Jolly referenced Gov. Phil Bryant’s multiple budget cuts this fiscal year in excess of $480 million.

“He had to do all that and the biggest tax cut hasn’t even kicked in yet. That’s coming next year,” Jolly said.

“Out of the top 150 corporations in Mississippi, 111 of them don’t pay corporate taxes. Just like Walmart, all their tax money goes back to Arkansas. We don’t get a dime out of them.”

The biggest tax burden is yet to come and that’s in the form of education, Jolly said. The state leadership’s “secret” bill to revamp the MAEP formula essentially will shift 20% of the funding off the state and put it on the local district. That way state leaders can claim they fully funded by the formula but your local supervisors aren’t holding up their end.

Jolly explained that rural counties like Calhoun don’t have the tax base to generate that kind of funding.

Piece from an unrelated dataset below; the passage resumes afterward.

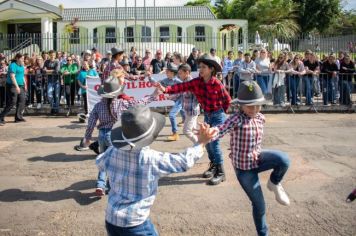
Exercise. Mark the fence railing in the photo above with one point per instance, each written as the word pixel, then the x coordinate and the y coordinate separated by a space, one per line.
pixel 292 92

“They’re going to make supervisors raise taxes to whatever it takes to fund the schools, and it will kill the rural counties,” he said.

Sen. Jolly explained how all the state leaders live within a 10 mile radius of each other and it’s easy to see where all the money goes. If we’re going to have a voice in rural Mississippi, we need to elect state leaders from our area. Hopefully, we’ll have that opportunity in 2019.